Олег отпустил её локти и стал выпрямленный. Чуть повёл челюстью с боку на бок:
— Блатарей — я не считаю за русских.
Он поднял руку и провёл пальцем по шраму, будто протирая его — от подбородка по низу щеки и на шею:
— Вот там меня и резанули.
13
И тени тоже
Нисколько не опала и не размягчилась опухоль Павла Николаевича и с субботы на воскресенье. Он понял это, ещё не поднявшись из постели. Разбудил его рано старый узбек, под утро и всё утро противно кашлявший над ухом.
За окном пробелился пасмурный неподвижный день, как вчера, как позавчера, ещё больше нагнетая тоску.
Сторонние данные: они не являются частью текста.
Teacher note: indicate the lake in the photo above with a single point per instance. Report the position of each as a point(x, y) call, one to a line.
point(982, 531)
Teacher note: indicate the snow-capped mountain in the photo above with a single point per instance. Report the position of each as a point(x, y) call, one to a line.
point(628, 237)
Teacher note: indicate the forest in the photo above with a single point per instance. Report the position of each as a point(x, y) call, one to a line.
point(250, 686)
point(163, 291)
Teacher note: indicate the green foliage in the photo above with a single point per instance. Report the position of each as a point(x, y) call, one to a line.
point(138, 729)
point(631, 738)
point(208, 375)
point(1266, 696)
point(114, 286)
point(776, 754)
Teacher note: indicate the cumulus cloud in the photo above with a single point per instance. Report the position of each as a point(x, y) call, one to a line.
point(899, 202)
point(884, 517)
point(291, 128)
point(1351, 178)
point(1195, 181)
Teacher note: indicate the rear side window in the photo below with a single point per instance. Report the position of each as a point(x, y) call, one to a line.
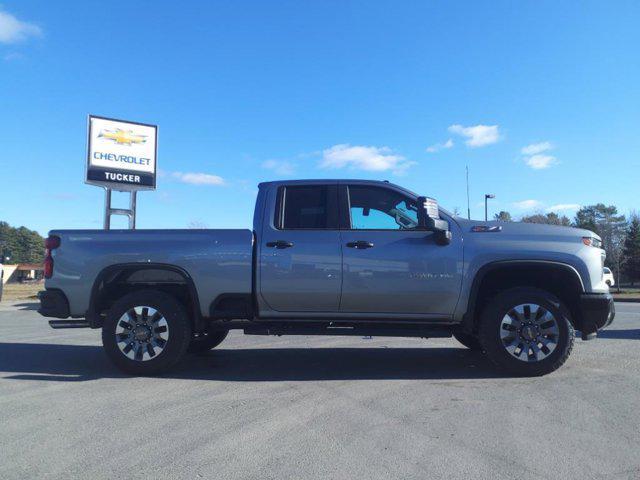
point(307, 207)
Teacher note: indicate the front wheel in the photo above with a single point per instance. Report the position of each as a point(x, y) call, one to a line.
point(146, 332)
point(526, 331)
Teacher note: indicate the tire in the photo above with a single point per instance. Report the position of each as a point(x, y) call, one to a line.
point(146, 332)
point(206, 342)
point(469, 341)
point(526, 332)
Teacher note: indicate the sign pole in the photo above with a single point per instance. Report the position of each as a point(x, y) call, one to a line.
point(130, 212)
point(107, 208)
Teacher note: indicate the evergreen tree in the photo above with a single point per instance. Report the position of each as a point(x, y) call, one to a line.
point(503, 216)
point(631, 250)
point(605, 221)
point(21, 245)
point(550, 218)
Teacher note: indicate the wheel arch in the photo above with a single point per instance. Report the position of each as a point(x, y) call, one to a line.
point(150, 275)
point(558, 278)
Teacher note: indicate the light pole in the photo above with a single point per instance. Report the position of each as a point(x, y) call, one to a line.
point(487, 196)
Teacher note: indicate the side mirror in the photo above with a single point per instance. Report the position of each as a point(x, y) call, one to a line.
point(429, 219)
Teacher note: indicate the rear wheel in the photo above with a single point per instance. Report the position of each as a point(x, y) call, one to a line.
point(526, 331)
point(206, 341)
point(146, 332)
point(468, 340)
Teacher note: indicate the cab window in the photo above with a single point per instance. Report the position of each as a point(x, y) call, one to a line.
point(375, 208)
point(307, 207)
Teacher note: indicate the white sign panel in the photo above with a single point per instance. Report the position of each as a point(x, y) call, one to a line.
point(121, 155)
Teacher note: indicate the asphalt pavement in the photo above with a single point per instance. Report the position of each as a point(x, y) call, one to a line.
point(315, 408)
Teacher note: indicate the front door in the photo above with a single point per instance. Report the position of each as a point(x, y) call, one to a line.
point(389, 266)
point(300, 251)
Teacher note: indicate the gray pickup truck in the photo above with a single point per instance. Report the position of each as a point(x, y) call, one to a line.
point(332, 257)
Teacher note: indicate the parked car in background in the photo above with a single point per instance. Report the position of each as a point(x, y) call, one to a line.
point(332, 257)
point(607, 274)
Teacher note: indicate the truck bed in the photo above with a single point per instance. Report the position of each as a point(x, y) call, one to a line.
point(218, 261)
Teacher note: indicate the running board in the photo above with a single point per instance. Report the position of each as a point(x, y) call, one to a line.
point(80, 323)
point(373, 331)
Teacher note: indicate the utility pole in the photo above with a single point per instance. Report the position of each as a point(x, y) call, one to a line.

Казах-чабан с утра пораньше сел с подкрещенными ногами на кровати и бессмысленно сидел, как пень. Сегодня не ожидались врачи, никого не должны были звать на рентген или на перевязки, и он, пожалуй, до вечера мог так высидеть. Зловещий Ефрем опять упёрся в заупокойного своего Толстого; иногда он поднимался топтать проход, тряся кровати, но уже хорошо, что к Павлу Николаевичу больше не цеплялся, и ни к кому вообще.